The flags at the team headquarters were flown at half mast after the news broke and former Bucs coach Jon Gruden, who led the team to the Super Bowl triumph, also paid tribute.

“He was a friend and a trailblazer,” Gruden said. “I’ll miss him and I thank him for believing in me. My condolences to the Glazer family and to the Bucs organisation.”

Hall of Fame defensive tackle Warren Sapp, cornerstone of the defence that played a major part in the Super Bowl XXXVII success, tweeted: “One time for my owner & great man #RipBoss.”

Manchester United later responded to the news with their own statement.

“The thoughts of everyone at Manchester United are with the Glazer family tonight following the news that Malcolm Glazer has passed away,” it read.

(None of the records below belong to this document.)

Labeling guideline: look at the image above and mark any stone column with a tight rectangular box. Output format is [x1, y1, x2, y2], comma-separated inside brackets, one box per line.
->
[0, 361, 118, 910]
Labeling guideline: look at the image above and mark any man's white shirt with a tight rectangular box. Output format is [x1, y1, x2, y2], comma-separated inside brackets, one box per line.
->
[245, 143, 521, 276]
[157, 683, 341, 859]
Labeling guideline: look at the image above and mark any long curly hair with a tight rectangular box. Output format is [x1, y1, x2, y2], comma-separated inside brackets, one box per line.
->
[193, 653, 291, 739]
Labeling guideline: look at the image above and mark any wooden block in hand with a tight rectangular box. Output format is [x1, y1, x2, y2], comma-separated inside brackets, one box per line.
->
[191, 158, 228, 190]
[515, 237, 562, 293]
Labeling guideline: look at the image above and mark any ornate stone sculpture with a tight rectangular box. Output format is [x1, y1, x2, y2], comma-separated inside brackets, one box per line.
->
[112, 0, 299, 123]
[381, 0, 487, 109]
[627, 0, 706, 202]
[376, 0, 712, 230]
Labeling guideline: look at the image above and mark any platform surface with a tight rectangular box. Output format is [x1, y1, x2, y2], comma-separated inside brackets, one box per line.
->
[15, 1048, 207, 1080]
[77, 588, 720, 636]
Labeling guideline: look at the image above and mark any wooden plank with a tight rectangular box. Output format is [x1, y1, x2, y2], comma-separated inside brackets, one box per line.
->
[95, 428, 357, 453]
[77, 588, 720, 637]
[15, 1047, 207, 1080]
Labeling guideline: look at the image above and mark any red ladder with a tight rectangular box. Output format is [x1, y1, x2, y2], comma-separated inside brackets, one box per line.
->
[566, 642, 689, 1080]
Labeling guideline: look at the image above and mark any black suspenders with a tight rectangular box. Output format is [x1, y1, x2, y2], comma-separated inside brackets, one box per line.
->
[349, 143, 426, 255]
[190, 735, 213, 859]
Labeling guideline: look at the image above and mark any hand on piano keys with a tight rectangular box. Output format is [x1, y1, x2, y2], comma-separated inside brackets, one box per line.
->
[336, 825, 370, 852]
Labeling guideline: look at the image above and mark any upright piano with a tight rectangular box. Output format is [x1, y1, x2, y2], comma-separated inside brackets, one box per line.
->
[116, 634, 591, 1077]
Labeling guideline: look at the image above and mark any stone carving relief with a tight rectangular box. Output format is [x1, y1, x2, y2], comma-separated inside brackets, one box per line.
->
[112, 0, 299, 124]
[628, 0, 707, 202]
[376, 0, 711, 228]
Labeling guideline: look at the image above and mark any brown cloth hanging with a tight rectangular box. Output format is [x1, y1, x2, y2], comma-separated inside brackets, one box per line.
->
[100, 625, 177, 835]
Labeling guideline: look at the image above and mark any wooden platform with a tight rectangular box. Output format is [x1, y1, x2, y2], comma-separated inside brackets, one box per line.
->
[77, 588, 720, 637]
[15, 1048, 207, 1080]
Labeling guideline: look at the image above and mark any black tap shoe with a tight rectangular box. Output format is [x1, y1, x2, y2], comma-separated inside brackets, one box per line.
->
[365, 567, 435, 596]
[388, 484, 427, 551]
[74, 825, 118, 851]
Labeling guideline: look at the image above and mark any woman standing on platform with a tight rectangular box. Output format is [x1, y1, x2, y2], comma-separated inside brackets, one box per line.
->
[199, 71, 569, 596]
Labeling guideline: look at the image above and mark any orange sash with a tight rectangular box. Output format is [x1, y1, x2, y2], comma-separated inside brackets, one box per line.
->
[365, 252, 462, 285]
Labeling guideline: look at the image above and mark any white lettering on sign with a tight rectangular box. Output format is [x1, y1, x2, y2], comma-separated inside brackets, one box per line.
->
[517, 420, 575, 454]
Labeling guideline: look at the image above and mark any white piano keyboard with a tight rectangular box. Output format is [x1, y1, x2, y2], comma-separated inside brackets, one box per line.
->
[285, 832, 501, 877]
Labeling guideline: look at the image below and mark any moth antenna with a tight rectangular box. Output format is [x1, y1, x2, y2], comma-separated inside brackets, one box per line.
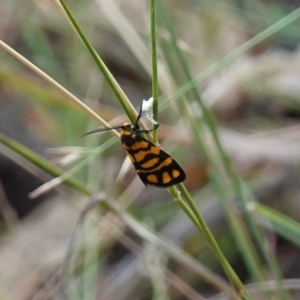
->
[81, 126, 122, 137]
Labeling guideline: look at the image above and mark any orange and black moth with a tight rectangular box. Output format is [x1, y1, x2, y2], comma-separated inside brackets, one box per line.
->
[85, 109, 186, 188]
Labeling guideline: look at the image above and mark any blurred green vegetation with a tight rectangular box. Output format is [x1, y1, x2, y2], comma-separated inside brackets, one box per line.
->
[0, 0, 300, 300]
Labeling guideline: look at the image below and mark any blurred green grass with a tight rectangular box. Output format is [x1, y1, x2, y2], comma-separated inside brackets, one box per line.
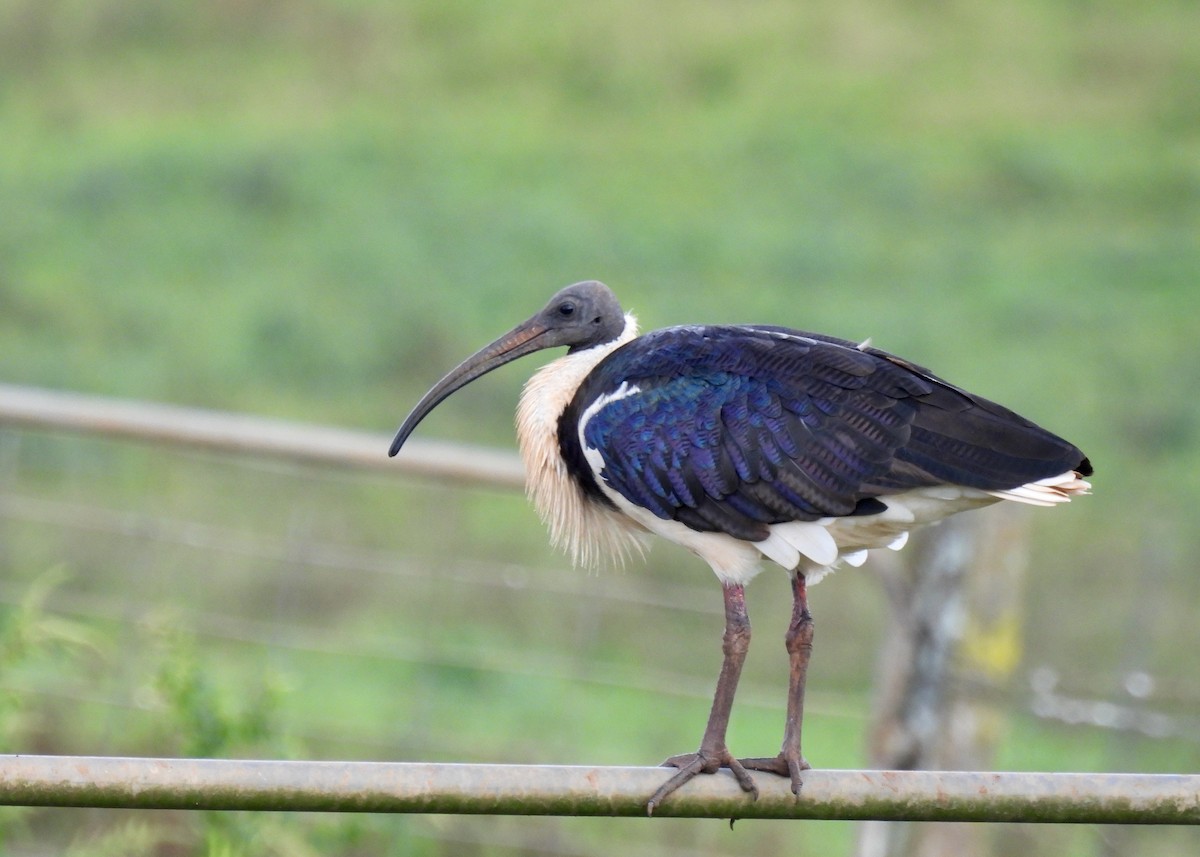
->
[0, 0, 1200, 852]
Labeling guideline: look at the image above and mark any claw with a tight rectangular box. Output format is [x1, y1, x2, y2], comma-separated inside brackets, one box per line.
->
[742, 753, 812, 797]
[646, 750, 758, 815]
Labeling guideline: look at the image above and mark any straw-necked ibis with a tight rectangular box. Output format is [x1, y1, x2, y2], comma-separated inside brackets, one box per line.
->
[390, 282, 1092, 813]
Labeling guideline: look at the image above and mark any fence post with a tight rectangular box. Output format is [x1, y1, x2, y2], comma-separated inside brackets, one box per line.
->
[857, 503, 1030, 857]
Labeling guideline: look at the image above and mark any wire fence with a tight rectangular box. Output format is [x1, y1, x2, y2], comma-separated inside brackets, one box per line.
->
[0, 385, 1200, 840]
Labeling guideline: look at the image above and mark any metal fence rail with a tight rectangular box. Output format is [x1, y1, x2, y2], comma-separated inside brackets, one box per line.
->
[0, 384, 524, 489]
[0, 756, 1200, 825]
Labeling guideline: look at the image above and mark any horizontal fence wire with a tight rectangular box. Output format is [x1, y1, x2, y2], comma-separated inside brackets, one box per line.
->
[0, 755, 1200, 825]
[0, 384, 1200, 825]
[0, 384, 524, 489]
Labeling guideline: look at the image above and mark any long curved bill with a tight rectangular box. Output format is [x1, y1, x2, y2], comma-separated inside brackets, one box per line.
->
[388, 317, 556, 456]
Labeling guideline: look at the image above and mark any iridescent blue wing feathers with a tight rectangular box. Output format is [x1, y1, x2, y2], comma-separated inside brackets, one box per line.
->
[559, 326, 1090, 540]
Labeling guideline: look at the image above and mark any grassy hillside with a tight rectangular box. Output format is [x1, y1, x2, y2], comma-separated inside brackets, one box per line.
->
[0, 0, 1200, 853]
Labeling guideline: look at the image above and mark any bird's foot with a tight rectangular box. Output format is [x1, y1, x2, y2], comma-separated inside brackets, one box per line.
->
[740, 753, 812, 795]
[646, 748, 758, 815]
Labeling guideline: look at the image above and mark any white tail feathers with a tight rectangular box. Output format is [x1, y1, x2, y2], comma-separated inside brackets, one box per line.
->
[988, 471, 1092, 507]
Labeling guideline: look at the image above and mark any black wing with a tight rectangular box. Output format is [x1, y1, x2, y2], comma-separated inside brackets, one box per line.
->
[559, 326, 1091, 540]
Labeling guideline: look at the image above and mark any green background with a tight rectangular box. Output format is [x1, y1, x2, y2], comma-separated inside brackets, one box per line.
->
[0, 0, 1200, 853]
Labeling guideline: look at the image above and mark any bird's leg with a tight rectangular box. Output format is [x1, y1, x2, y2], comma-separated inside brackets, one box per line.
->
[646, 585, 758, 815]
[742, 571, 812, 795]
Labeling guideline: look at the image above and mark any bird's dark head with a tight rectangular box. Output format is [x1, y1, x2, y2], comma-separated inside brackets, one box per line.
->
[388, 280, 625, 455]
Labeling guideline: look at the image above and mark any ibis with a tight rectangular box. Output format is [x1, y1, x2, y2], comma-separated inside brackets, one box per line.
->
[390, 281, 1092, 814]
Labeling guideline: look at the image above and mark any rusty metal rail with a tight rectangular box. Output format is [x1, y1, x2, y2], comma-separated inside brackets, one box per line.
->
[0, 755, 1200, 825]
[0, 384, 524, 489]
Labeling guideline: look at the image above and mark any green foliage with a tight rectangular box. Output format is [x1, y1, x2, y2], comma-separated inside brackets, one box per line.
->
[0, 0, 1200, 855]
[150, 616, 284, 757]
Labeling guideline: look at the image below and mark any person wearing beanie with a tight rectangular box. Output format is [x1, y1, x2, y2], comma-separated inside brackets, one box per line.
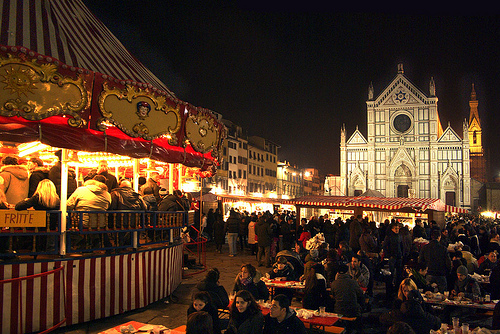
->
[451, 265, 481, 299]
[266, 256, 297, 281]
[331, 263, 363, 317]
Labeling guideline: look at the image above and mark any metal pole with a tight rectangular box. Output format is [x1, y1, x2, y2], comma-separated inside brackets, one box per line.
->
[59, 148, 68, 255]
[132, 159, 140, 249]
[168, 164, 174, 194]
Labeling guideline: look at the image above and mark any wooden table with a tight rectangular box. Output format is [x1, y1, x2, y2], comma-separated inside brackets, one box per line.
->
[99, 321, 178, 334]
[424, 298, 496, 310]
[260, 305, 342, 334]
[262, 279, 304, 299]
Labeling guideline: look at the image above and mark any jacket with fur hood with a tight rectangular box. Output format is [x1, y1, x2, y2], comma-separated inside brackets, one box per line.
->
[67, 180, 111, 228]
[264, 309, 307, 334]
[0, 165, 29, 205]
[233, 270, 269, 300]
[28, 167, 49, 197]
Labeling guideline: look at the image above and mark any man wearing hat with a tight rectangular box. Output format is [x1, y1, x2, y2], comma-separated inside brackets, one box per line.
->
[267, 256, 297, 281]
[451, 265, 481, 299]
[331, 263, 363, 317]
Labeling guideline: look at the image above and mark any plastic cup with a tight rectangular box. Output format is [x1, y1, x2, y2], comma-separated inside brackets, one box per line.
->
[319, 306, 325, 316]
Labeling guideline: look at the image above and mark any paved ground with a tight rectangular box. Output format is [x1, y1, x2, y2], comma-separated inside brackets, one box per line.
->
[55, 243, 270, 334]
[49, 243, 492, 334]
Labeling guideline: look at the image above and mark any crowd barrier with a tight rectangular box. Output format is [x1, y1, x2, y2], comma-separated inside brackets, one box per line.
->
[0, 266, 67, 333]
[0, 210, 195, 258]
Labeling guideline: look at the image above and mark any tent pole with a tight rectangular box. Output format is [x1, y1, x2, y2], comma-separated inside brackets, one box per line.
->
[168, 164, 174, 194]
[132, 159, 140, 250]
[59, 148, 68, 255]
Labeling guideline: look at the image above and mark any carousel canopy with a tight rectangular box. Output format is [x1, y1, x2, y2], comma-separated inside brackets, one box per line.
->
[0, 0, 226, 172]
[283, 196, 468, 213]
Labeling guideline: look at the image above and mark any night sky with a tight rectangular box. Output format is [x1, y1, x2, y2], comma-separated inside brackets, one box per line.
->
[84, 0, 500, 175]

It is unlikely, however, that Glazer will be mourned by many fans of one of the best known and supported clubs in the world.

A vocal group of United fans, whose motto is “Love United, Hate Glazer”, has never forgiven the family for loading the club with debt in a 790 million pound takeover in 2005.

They argue that the cost of paying interest on that debt has made it harder for the club to compete with the best in European football and forced up ticket prices.

That the success on the field only ended with the retirement of manager Alex Ferguson last year failed to soften the stance of many disgruntled fans, including those who set a grassroots team, FC United, in protest at the Glazer takeover.

“The Glazer’s ownership of Manchester United is a product of the lack of regulation that we have in the game,” Andy Walsh, general manager of the club, told the Manchester Evening News.

“Malcolm Glazer took advantage of that and his passing does not change that fact. The Glazer family still own Manchester United Football Club. The takeover of Manchester United caused a lot of pain in this city.”

Glazer’s death looks unlikely to alter that situation as he had been unwell for some time and ownership of the football club had already passed to his six children, with sons Avram and Joel playing the lead role as co-chairmen of the club.

“Malcolm Glazer had many charitable interests at home in Florida. He was also a family man, and his passing will be mourned,” prominent United fan Jim White wrote in London’s Daily Telegraph.

“But he was an owner who should never have been allowed into English football.

“He was not a fan. He had never thrilled to the genius of George Best, or leapt out of his seat at a Ryan Giggs run. Not once did he even visit the place.

“What attracted him to the most profitable football business in England was straightforward: he was in it for the money.”